Wireless sensor networks (WSNs) are frequently employed in the agriculture field to improve the quality and crop yield. The WSN might reduce the quality of the communication link because of the absorption, dispersion, and attenuation through the leaves of plants. Therefore, estimating the path loss due to signal attenuation before WSN deployment is crucial for the smooth operation of the network. In this research paper, three innovative path loss models are defined based on the MATLAB curve fitting tool: polynomial water cycle (PWC), exponential water cycle (EWC), and Gaussian water cycle (GWC) algorithm.
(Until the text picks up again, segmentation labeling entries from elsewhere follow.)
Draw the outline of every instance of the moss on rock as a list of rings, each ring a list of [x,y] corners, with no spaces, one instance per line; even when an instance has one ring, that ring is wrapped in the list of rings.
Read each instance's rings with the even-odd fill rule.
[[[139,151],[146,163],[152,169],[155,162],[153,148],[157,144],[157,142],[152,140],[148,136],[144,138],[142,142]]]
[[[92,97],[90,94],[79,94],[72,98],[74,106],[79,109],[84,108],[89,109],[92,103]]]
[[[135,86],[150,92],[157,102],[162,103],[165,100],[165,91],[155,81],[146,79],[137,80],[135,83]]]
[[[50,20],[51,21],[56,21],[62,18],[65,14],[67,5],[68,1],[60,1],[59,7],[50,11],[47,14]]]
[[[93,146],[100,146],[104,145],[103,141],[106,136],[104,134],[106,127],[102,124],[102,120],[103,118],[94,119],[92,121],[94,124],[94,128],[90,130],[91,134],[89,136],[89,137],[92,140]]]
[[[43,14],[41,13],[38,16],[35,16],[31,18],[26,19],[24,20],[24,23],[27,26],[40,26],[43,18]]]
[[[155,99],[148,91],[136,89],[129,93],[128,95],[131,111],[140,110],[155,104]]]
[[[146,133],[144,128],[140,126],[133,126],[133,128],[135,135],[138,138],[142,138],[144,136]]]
Here, the path loss between the router node and the coordinator node is modeled on the basis of the received signal strength indicator (RSSI) and time of arrival (TOA) measurements in a sugarcane field. The correlation coefficient between the RSSI measurement and the distance must be increased to create a precise path loss model. This paper integrates the exponential, polynomial, and Gaussian functions with the water cycle algorithm (WCA) to evaluate the optimal coefficients that would lead to precise path loss models. The performance of the proposed models that determines the optimum linear fit between RSSI and distance is validated using the correction coefficient $R^2$. The results show that the proposed path loss model is superior to existing path loss models. The correlation coefficient $R^2$ of the proposed EWC model is 0.9993, whereas the existing PE-PSO, LNSM, and PSO-Exponential models yield 0.98, 0.87, and 0.93, respectively. Also, the proposed models attain the best mean absolute error (MAE) of 0.2187, 0.2951, and 0.3457 dBm for EWC, PWC, and GWC algorithms, respectively.